Netflix’s You Season 2 is the perfect mixture of death, deception and darkness

'You' Season 2 Netflix promotional poster Photo: @younetflix Instagram

4/5 stars

Our favourite resident psycho Joe Goldberg (Penn Badgley) is back in the new setting of LA under the moniker, Will Bettelheim, just in time for our Boxing Day binge in You season two.

He finds himself infatuated with another wholesome everygirl, Love Quinn (Victoria Pedretti), amidst the chaos of trying to escape his back-from-the-dead ex Candance, (Ambyr Childers) who threatens to expose his past, and his murdering of recent ex, Guinevere Beck (Elizabeth Lail).

The new female cast is essential to the success of season twos’ somewhat outlandish plot, as the little details we learn along the way would be something you’d think were from a script for some elaborate telenovela, but are made believable the female cast.

Pedretti makes Love a compelling and complex character, whose personal damage makes her one of the series’ most flawed people and far from the idealised version of herself that Joe conjures up when he meets her while working at her parent’s store Anavrin (cleverly spelling Nirvana backwards).

Along with the introduction of Love, comes two other females: Delilah Alves(Carmela Zumbado), an investigative journalist and Joe’s neighbour, and her younger sister, Ellie (Jenna Ortega), an aspiring filmmaker.

The subplots surrounding Ellie and Delilah are thoroughly enjoyable, and Delilah and Joe’s dynamic was very satisfying to me, even if by the season’s close, the relationships he forms with the sisters don’t go in the direction that I’d hoped.

But that’s why season 2 is so addictive. We and the other characters want to believe that Joe is good. Using Ellie to show his human side makes us root for him because, in a similar twisted way, his violent and obsessive behaviour proves useful to protect Ellie, as it did in season one for his young neighbour, Paco from his mother’s abusive boyfriend.

Delilah, however much we love her, proves to be overcome with her own journalistic and personal struggles, but still provides some much-needed wit and spunk in season two.

The most significant difference in season two from season one is that Joe meets his maker in Candance.

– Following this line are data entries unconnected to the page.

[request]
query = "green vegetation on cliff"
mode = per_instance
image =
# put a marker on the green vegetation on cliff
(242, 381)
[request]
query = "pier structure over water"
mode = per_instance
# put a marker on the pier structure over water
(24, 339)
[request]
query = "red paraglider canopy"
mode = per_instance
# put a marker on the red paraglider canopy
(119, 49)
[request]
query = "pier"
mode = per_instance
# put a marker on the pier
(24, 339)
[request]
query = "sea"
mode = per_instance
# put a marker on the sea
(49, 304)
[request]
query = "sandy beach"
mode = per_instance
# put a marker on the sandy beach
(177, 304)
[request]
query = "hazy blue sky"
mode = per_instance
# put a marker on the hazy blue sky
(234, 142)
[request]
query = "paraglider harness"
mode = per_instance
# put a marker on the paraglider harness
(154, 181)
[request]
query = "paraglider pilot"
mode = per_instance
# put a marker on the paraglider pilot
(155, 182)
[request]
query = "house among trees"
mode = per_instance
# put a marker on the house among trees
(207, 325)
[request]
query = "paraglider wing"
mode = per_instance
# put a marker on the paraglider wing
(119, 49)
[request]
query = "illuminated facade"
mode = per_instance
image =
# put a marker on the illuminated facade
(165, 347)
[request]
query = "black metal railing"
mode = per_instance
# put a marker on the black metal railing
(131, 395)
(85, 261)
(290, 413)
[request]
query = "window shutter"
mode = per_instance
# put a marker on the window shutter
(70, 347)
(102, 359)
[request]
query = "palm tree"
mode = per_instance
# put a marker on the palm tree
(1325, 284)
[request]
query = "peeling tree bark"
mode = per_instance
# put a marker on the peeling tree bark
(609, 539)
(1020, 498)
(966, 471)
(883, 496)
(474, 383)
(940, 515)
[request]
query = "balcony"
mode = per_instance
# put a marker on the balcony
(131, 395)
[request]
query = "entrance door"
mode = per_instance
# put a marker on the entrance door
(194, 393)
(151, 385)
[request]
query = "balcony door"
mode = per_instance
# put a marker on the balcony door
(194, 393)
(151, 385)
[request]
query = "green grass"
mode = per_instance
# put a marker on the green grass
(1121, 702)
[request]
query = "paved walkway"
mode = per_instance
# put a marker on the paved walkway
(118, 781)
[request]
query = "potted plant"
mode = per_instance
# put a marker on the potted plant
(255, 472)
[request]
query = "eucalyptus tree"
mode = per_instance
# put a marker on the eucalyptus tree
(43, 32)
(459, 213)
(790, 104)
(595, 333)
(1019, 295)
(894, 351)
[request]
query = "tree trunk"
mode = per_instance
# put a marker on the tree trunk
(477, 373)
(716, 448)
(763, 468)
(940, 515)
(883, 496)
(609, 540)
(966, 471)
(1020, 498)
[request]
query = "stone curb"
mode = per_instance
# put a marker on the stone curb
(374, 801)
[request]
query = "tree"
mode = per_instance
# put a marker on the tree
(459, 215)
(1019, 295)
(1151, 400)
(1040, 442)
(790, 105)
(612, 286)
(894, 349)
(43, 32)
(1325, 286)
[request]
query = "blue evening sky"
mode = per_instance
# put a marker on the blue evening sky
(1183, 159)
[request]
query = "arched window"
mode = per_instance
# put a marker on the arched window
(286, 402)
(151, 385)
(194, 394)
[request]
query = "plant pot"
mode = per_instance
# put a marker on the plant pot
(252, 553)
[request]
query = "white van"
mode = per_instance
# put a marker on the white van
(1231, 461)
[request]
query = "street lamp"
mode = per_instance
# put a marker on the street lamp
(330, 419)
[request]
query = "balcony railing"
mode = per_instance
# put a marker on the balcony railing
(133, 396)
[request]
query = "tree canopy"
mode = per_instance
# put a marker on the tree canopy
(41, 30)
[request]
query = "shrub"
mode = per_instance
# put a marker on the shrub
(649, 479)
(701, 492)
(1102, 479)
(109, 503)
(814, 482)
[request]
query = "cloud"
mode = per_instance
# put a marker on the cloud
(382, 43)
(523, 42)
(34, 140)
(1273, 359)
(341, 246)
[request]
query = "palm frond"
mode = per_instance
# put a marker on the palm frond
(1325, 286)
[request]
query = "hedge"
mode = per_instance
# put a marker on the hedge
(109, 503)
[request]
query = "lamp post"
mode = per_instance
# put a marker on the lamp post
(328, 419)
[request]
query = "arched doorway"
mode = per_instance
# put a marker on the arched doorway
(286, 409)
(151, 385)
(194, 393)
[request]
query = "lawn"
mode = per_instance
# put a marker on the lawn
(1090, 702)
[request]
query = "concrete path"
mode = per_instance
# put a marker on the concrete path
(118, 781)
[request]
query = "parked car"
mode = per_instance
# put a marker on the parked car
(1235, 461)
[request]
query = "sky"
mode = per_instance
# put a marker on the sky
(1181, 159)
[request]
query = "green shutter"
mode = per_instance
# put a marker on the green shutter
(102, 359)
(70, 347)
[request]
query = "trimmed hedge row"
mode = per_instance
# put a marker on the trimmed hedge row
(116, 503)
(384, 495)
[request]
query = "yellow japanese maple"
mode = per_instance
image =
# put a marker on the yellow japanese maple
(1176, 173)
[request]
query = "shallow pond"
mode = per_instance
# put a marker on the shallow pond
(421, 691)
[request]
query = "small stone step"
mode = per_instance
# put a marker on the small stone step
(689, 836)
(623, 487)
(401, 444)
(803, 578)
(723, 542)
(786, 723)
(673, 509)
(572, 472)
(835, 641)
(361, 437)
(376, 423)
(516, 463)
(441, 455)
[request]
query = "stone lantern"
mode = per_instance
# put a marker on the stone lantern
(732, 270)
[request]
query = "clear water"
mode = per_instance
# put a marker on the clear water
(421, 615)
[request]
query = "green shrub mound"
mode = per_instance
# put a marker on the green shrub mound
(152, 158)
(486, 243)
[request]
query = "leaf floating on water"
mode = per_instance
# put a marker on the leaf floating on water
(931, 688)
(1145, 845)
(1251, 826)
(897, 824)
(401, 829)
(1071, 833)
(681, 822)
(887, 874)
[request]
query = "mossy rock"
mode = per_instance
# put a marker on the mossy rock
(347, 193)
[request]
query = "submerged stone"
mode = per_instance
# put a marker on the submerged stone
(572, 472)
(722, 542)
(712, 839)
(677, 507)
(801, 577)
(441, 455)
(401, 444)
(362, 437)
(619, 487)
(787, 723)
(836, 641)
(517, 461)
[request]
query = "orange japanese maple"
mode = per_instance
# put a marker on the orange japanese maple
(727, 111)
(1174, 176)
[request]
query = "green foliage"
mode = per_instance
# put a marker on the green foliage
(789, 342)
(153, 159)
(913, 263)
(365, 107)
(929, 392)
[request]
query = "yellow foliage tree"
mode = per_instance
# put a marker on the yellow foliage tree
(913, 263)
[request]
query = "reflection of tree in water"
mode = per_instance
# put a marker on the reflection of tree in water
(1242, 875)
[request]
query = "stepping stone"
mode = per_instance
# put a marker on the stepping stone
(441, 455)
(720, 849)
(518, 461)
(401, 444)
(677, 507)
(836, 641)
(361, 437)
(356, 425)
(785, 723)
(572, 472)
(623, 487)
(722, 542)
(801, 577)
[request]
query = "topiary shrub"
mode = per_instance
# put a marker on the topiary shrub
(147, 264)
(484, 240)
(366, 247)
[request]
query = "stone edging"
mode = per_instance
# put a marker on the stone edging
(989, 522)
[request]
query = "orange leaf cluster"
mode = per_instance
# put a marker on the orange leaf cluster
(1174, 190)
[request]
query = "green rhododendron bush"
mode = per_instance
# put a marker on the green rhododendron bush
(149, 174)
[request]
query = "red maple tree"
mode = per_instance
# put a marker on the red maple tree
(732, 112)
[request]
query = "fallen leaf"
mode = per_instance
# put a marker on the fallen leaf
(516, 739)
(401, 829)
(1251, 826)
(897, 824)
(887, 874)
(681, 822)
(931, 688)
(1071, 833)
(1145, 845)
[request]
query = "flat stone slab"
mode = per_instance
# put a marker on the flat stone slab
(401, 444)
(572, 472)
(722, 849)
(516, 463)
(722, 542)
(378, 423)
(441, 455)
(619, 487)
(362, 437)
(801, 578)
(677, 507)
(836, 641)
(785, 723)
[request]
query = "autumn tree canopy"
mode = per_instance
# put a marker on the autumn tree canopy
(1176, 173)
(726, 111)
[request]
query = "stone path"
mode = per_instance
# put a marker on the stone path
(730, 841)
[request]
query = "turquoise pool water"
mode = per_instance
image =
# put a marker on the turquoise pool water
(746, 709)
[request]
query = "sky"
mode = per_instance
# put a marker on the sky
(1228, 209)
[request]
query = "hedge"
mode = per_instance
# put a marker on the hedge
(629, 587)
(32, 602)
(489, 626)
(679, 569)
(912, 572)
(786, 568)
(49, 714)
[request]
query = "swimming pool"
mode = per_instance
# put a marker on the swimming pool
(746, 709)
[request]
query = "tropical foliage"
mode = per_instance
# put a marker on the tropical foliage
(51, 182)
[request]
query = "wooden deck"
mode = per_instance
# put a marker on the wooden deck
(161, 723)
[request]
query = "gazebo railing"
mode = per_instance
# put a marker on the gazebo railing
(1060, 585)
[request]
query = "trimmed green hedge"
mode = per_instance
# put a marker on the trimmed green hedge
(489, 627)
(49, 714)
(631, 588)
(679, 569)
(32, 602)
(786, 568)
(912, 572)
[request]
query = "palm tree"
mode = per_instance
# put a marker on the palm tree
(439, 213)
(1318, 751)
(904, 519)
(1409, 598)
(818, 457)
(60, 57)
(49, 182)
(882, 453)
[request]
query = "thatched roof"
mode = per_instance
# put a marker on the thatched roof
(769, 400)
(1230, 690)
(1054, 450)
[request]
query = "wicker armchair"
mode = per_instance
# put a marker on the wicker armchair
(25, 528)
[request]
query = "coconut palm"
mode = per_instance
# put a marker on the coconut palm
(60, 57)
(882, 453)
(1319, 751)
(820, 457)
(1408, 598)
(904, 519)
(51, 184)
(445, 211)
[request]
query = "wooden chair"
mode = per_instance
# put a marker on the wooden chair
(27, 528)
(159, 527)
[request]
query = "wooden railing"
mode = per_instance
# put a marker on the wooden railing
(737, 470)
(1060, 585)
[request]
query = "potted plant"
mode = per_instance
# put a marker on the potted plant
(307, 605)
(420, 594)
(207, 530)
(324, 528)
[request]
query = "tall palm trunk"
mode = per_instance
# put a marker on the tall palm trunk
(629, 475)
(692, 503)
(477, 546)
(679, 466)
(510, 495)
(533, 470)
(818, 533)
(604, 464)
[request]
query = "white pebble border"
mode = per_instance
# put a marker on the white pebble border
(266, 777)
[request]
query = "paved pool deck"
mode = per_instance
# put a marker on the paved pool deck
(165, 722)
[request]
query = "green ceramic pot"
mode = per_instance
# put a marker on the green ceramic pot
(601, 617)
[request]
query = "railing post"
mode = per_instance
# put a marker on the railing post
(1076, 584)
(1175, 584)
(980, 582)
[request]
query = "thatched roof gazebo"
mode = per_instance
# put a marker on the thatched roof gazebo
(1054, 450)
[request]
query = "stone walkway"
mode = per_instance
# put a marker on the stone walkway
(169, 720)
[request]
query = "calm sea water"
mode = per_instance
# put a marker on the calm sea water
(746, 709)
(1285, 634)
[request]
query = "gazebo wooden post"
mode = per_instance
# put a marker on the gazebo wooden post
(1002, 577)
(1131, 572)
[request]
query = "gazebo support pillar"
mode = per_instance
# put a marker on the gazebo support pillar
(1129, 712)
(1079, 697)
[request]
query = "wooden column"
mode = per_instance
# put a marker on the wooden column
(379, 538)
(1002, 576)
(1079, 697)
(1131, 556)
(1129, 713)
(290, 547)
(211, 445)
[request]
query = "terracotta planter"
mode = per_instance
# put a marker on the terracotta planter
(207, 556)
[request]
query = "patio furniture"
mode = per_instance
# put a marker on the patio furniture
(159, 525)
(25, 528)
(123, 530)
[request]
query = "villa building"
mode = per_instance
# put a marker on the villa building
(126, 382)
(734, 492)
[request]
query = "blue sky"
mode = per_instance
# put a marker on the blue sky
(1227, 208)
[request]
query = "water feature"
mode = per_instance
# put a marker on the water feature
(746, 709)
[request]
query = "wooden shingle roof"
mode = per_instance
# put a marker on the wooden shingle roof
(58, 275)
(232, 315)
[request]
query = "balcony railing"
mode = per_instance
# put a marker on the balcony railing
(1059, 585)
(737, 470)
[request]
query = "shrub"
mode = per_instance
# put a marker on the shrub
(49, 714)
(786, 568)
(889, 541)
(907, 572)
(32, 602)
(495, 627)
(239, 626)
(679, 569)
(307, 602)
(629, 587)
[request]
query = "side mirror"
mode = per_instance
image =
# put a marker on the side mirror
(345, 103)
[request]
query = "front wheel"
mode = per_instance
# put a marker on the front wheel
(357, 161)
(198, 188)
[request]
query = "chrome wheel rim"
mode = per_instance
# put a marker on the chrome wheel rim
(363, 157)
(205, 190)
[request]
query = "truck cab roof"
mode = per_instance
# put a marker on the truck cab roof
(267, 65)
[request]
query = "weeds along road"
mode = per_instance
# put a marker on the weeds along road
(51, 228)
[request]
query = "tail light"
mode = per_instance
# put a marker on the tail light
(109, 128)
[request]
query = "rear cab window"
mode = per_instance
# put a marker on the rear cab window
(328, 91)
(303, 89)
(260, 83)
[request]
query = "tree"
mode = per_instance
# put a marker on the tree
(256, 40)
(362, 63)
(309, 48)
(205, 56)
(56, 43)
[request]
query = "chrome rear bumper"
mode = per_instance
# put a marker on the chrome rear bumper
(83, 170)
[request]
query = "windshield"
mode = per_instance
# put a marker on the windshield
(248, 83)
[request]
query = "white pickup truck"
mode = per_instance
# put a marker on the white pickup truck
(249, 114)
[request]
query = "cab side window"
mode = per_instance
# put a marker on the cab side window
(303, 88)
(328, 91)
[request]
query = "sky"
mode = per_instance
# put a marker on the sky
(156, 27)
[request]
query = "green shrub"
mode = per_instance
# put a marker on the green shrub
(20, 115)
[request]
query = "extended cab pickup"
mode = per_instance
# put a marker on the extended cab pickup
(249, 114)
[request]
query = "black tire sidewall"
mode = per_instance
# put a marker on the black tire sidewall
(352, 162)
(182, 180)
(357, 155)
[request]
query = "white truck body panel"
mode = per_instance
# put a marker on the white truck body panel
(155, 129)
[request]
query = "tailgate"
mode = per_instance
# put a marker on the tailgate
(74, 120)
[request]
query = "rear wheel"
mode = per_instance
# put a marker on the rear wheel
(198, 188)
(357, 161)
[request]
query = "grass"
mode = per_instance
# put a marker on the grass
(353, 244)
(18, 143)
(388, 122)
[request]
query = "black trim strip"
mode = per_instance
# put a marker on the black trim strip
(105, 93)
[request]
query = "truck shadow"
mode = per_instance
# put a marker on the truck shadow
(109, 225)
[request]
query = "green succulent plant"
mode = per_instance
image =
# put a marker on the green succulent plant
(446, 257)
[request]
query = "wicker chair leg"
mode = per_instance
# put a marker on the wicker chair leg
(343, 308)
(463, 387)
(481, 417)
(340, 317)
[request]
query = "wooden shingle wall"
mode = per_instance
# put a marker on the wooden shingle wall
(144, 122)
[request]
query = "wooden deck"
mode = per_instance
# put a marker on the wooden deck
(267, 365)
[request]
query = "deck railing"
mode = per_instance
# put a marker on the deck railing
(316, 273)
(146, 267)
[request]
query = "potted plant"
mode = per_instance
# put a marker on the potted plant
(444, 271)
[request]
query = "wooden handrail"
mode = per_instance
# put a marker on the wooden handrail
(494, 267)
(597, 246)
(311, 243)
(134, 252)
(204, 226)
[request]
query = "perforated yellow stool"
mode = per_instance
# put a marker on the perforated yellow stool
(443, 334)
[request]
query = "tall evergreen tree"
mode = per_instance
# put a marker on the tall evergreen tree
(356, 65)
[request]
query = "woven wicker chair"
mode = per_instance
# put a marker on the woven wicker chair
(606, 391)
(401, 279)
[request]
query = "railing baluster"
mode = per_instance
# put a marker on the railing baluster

The cat and mouse game that the writers play is excellent, as I was left continuously on the edge of my seat wondering if and when Joe would be exposed for his earlier crimes.

Despite this, I am disappointed by how Candance’s plot seemed to drift in the last three episodes. I felt like the writers were finding a way to write her out of the show. In the end though, she doesn’t prove to be a threat to Joe at all, and her appearances throughout the season are therefore deemed as anti-climatic.

Her biggest achievement seems to be in the season’s climax as she gets Joe to temporarily acknowledge that he is a monster, but other than that, she is thoroughly underwhelming.

Another gripe I have with season two’s characters is with Love’s brother, Forty Quinn, who’s narrative is insufferable as his personality trait is that he is a failed scriptwriter bringing Joe into his mess of addiction and quest to be famous.

I do think, however, that the writers deliberately made him obnoxious because they consistently make fun of those “Angelenos”, and he is one of them.

Joe mocking these stereotypes (the La douche-bro, the wellness freaks, the wannabe social media influencers) were thoroughly enjoyable, and will have you clicking your fingers saying, “Oh, I know someone like that”.

Once again, creators Greg Berlanti and Sera Gamble have managed to provide a deliciously addictive season of romance, violence and plot twists with an incredible performance from Badgley, whose versatile acting abilities allow the character of Joe to continue his pattern of toxic actions and behaviour without us getting bored.